Activity: Read and Respond
  • Learners should work in pairs and practice both techniques, assuming that they're dealing with a colleague of equal seniority.
  • Learner A should read out the bullying message (see handout), in character.
  • Learner B should respond, using one of the techniques.
  • Learner A should then offer brief feedback
(if the learners have real-life examples, they're better)


Handout text

Example Text for Bullying Activity
  • Oh, lord. What do you want NOW? Can't you see I'm busy? I've got my own problems - I don't have time to sort your lessons out too. Can't I just get my work done in peace? 
(assume X has shared a lesson plan with you which doesn't make sense, and you need it explained)
  • What is this junk you've done? Do you call this a report? It's all waffle and excuses and parents won't understand a word. You'll have to do it again.. and do it properly this time. I'm not your mother, I shouldn't have to wipe your nose.

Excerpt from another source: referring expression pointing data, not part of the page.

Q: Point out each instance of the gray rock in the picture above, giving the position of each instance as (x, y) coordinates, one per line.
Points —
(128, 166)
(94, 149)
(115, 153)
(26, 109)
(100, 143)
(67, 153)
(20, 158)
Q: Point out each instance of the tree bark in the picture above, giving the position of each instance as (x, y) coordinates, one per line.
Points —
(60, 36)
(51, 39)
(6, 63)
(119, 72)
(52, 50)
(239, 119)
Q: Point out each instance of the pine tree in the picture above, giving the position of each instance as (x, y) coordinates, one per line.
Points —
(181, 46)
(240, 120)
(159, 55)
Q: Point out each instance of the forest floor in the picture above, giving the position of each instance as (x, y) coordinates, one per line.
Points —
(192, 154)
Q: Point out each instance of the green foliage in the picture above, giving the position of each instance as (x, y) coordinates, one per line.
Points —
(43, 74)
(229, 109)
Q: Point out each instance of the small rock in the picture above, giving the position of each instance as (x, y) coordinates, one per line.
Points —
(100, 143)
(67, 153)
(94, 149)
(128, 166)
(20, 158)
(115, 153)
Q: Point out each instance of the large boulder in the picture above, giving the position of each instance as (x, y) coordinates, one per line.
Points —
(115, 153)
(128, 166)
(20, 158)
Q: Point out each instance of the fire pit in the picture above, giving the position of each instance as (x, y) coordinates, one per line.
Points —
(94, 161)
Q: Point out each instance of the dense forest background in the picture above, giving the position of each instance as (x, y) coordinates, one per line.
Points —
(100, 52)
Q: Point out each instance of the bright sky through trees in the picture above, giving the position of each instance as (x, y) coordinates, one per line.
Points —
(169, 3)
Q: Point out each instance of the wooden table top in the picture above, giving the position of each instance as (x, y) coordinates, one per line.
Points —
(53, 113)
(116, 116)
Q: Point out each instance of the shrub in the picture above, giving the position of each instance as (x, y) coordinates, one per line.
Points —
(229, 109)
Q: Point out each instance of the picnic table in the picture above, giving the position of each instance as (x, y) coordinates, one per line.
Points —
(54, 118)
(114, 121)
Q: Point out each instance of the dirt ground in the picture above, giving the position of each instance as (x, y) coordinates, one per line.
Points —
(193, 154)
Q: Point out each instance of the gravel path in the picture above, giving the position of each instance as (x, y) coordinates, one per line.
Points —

(assume you have written a student report exactly in line with school standards and you haven't asked for help)
  • I'm sick, sick, sick of this. Her lady-ship wants the filing cabinet tidied. I've got too much on. You're sitting around doing nothing, like you owned the place. You'll have to do it.
(assume that X has misfiled a number of exam papers and that you're busy too)
  • This makes me angry. They've put me in Room 3 tomorrow and I effing hate that place. Hate it. You're in Room 4 aren't you, well aren't you? We can switch then. You don't care where you work, and I do.